Dungeons & Dragons, a fantasy tabletop role-playing game, has been essential to several participants’ lives in a unique group of Autism Queensland (AQ).
Throughout the game, participants will be challenged to identify their goals and make most of the match opportunities. As in the RPG game, real-life players are additionally gaining skills.
“Definitely, [participants are learning] skills related to social communication. They have been able to work in a team environment, communicate with other people, and solve problems together,” explains Dr Caitlin Taggart, an occupational therapist at AQ.
In the campaign proposed in Dungeons & Dragons, players may encounter obstacles that will only be overcome through a team effort.
“Other people in the team giving feedback may also change their own ideas on certain things. So, for example, they might think they want to do something, but then someone else might have a different view, so it is time to negotiate and compromise”, says Dr Taggart.
“There’s just so many different moments where people can work on their personal goals. So we can be really creative and flexible within the campaign as well.”
“If somebody identifies at the beginning of a campaign that they want to be able to feel confident ordering coffee at the local coffee shop, we can embed that into the campaign. So they can practise how it would be like ordering something in everyday life.”
The idea behind the adoption of D&D as an educational platform came from David Smith, one of the game’s mentors at AQ. He reflected on his own experience as a player and realised that it would be an exceptional tool for those seeking communication goals.

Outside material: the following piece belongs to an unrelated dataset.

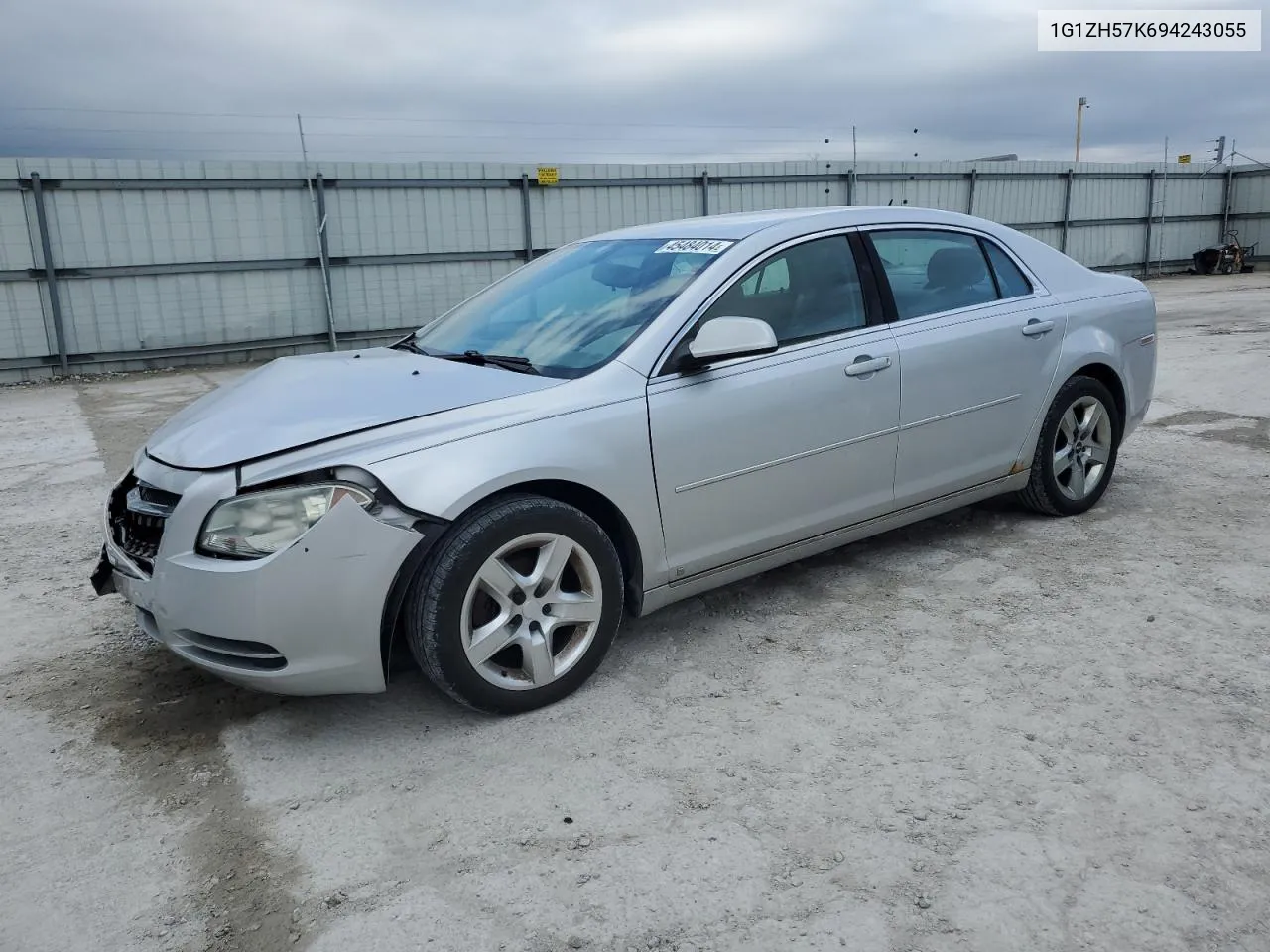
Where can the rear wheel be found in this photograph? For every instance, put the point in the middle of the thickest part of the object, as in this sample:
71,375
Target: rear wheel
518,606
1076,452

During Studio G – a workshop that supports young adults on the autism spectrum in the transition to employment – Dr Taggar and Mr Smith talked about how the organisation could work with participants in soft skills related to social communication employment.
“We piloted the program at Studio G with a small group of participants, and we had massive progress with their goals. We started to think we could offer this as a program,” tells Dr Taggar.
“We got feedback from the participants on the piloted program. We asked what they would want to get as a program, and then, we developed the plan with the participants earlier this year.”
Given the social rules imposed by COVID-19, the D&D matches had to be played online. However, the transition to face-to-face was adopted after the State Government relaxed health restrictions and internal consultation with the players.
“There are different options for participants to access the program so that it might be through face-to-face, or it could be online as well. They can choose what they feel more comfortable with.”
Currently, the participants of Allies and Adventures (AaA) are part of a 4-hours-weekly-D&D group. Before the beginning of the project, there were patients not being minimally able to communicate verbally. Months later, it is possible to evidence participants running their groups outside the institution.
Through valuable donations to the program, Autism Queensland had the support from Wizards of the Coast.